Removing Non-English Words from CSV - NLTK - pandas

I am relatively new to Python and NLTK and have a hold of Flickr data stored in CSV and want to remove non-english words from the tags column. I keep getting errors saying "expected a String or a byte-like object". I have a feeling it's to do with the fact the tags column is in a Pandas Series datatype currently and not a String. However, none of the related solutions I've seen on Stack have worked when it comes to converting to string.
I have this code:
#converting pandas df to string
filtered_new = df_filtered_english_only.applymap(str)
#check it's converted to string
from pandas.api.types import is_string_dtype
is_string_dtype(filtered_new['tags'])
filtered_new['tags'].dropna(inplace=True)
tokens = filtered_new['tags'].apply(word_tokenize)
#print(tokens)
#remove non-English tags
#initialise corpus of englihs word from nltk
words = set(nltk.corpus.words.words())
" ".join(w for w in nltk.word_tokenize(df_filtered_english_only["tags"]) \
if w.lower() in words or not w.isalpha())
Any ideas how to resolve this?

Generally: You should give an example of your dataset.
What is the previous content of the column "tags"? How are tags separated? How is "no tags" expressed and is there a difference between "empty list" and "NAN"?
I assume tags can contain multiple words so that is important, also when it comes to removing non-english words.
But for simplicity sake let's assume there are only one-word-tags and they are separated by a whitespace, so that each rows content is a string. Also let's assume that empty rows (no tags) have the default NA value for pandas (numpy.NaN). And since you probably read the file with pandas some values might have been auto-converted to numbers.
Setup:
import numpy
import pandas
import nltk
df = pandas.DataFrame({"tags": ["bird dog cat xxxyyy", numpy.NaN, "Vogel Hund Katze xxxyyy", 123]})
> tags
0 bird dog cat xxxyyy
1 NaN
2 Vogel Hund Katze xxxyyy
3 123
Drop NA rows and tokenize:
df.dropna(inplace=True)
tokens = df["tags"].astype(str).apply(nltk.word_tokenize)

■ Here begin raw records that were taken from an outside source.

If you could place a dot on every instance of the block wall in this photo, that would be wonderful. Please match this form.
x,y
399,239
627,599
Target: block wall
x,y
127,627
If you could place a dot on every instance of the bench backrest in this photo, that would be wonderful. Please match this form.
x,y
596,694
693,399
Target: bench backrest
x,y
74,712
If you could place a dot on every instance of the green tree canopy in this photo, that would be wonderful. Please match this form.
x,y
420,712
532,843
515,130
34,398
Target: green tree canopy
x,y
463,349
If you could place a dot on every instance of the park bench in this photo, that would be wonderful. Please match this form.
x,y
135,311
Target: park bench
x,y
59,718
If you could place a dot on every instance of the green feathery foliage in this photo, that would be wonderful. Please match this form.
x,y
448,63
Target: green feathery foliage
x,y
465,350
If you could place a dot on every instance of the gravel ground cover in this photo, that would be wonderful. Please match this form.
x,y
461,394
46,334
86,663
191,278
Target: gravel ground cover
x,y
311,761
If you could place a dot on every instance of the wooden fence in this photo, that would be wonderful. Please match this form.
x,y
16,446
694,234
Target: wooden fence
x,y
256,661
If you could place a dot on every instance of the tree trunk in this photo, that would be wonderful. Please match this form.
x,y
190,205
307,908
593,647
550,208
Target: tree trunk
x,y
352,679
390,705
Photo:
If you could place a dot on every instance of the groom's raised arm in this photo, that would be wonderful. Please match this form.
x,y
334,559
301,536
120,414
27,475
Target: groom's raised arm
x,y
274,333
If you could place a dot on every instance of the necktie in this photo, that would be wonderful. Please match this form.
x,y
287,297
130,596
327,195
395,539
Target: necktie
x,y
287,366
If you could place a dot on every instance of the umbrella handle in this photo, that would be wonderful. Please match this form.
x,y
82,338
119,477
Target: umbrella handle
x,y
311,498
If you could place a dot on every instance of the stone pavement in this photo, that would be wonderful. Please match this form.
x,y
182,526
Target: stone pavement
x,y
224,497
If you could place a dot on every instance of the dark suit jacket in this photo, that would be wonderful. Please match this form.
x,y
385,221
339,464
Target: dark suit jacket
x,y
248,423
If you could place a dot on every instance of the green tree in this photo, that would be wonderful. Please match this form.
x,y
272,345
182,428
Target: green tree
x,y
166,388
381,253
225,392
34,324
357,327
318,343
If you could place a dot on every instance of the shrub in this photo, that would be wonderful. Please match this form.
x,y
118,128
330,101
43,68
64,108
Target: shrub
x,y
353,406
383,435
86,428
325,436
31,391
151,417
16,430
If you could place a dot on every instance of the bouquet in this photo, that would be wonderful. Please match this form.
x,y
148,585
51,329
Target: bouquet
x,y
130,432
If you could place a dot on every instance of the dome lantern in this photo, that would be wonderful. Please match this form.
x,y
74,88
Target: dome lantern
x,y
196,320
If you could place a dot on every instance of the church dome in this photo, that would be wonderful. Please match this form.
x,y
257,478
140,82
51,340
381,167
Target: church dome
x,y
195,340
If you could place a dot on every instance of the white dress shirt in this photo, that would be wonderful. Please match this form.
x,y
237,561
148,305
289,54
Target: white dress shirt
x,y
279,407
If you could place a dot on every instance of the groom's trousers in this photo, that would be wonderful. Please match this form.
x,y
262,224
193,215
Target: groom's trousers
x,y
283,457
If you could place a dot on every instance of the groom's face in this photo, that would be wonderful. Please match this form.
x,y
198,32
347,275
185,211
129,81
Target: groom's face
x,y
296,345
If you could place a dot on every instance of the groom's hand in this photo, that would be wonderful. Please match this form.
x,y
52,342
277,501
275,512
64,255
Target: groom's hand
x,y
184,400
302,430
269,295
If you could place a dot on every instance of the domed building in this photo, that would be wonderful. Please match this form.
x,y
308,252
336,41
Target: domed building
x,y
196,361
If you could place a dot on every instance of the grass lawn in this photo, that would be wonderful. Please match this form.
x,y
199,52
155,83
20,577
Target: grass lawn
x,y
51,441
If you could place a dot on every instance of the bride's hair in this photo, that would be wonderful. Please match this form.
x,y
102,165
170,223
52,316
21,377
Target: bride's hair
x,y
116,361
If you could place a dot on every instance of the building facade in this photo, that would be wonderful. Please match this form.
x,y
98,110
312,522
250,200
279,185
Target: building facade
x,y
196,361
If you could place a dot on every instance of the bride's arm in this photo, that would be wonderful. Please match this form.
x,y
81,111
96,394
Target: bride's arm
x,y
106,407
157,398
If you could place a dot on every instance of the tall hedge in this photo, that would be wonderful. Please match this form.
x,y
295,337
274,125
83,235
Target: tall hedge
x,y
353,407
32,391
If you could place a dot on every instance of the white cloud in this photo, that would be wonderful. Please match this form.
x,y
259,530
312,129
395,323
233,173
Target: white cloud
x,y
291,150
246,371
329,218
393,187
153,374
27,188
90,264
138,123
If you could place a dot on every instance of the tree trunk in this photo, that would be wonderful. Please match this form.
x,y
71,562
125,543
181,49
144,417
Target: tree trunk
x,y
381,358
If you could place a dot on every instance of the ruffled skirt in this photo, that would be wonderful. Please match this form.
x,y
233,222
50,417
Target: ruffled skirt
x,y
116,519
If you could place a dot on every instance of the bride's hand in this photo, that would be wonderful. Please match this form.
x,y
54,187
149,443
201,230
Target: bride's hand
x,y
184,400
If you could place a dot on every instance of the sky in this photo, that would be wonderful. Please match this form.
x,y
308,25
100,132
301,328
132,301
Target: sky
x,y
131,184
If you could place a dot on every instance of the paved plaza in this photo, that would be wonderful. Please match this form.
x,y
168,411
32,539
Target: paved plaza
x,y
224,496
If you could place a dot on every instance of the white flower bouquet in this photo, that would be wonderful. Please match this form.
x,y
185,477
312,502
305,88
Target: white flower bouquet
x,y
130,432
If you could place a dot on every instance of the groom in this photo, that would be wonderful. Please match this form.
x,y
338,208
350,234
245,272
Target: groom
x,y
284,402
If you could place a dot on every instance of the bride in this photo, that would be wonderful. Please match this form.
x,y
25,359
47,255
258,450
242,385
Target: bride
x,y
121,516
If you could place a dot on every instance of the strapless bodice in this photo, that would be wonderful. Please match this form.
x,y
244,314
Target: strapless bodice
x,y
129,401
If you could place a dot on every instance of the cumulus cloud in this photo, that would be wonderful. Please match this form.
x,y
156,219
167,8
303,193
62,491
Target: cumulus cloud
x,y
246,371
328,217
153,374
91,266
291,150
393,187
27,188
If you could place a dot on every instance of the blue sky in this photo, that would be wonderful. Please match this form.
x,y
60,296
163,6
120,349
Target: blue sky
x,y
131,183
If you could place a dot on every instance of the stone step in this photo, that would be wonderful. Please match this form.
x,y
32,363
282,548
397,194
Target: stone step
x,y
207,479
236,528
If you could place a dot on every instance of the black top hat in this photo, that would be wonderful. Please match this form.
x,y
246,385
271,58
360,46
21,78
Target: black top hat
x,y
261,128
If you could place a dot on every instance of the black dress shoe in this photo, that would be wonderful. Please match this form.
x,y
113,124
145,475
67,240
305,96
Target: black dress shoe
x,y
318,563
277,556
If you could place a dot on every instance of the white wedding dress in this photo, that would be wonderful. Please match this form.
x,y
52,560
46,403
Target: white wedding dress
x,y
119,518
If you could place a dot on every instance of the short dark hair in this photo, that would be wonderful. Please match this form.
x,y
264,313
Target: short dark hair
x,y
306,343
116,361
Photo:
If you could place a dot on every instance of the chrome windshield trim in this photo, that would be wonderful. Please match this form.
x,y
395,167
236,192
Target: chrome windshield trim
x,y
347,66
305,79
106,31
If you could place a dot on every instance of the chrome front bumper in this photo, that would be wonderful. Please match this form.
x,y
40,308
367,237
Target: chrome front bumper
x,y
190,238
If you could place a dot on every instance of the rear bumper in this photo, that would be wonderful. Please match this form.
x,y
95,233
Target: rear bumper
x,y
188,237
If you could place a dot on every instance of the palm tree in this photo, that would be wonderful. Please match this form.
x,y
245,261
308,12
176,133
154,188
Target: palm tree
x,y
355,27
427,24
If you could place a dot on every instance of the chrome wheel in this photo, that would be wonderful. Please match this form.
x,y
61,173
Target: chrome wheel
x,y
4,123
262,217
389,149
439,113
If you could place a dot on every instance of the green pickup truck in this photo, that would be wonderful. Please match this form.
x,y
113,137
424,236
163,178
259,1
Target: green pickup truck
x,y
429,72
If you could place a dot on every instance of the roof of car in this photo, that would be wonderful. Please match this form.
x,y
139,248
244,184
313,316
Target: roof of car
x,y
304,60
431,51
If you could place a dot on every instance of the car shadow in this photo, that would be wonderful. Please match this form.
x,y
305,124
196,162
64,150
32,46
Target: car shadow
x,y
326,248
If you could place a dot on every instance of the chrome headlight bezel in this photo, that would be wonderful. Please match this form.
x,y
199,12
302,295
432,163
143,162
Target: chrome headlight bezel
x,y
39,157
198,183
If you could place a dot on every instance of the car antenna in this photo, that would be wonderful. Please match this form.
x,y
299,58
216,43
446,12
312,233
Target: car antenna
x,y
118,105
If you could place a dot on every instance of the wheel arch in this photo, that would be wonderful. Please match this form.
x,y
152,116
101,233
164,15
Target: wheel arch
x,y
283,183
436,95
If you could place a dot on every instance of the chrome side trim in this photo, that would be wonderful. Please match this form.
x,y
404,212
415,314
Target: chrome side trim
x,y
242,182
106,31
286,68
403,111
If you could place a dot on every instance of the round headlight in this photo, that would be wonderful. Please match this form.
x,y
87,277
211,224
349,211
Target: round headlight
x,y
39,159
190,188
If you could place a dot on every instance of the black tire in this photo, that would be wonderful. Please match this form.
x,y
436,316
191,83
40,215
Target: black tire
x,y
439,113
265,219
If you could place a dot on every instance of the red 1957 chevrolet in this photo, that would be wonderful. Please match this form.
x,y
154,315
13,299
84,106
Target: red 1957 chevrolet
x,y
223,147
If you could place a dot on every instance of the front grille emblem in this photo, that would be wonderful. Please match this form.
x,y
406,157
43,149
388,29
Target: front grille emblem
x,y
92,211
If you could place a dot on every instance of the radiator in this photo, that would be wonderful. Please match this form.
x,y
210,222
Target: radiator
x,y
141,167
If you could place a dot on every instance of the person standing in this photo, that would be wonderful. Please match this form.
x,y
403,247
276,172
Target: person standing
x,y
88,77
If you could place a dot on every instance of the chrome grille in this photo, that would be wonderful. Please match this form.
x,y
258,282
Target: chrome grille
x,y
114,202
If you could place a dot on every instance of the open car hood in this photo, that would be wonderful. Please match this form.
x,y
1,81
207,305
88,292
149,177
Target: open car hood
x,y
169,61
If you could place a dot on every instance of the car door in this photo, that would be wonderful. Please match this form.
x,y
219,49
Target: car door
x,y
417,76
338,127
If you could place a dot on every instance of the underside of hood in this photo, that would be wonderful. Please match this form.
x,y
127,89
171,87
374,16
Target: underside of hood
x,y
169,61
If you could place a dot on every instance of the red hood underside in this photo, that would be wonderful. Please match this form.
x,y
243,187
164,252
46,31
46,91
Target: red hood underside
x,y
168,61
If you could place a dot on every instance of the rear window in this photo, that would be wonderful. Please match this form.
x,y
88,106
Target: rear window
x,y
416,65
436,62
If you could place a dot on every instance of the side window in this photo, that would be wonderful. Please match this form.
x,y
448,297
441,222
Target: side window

> 0 [bird, dog, cat, xxxyyy]
2 [Vogel, Hund, Katze, xxxyyy]
3 [123]
Name: tags, dtype: object
Filter by known words, always allow non-alpha:
words = set(nltk.corpus.words.words())
filtered = [" ".join(w for w in row if w.lower() in words or not w.isalpha()) for row in tokens]
> ['bird dog cat', '', '123']
The main problem in your code probably results from you doing a flat iteration over a nested list (you already tokenized so now each row in the pandas Series is a list). If you modify the iteration to be nested as well as I did in the example the code should run.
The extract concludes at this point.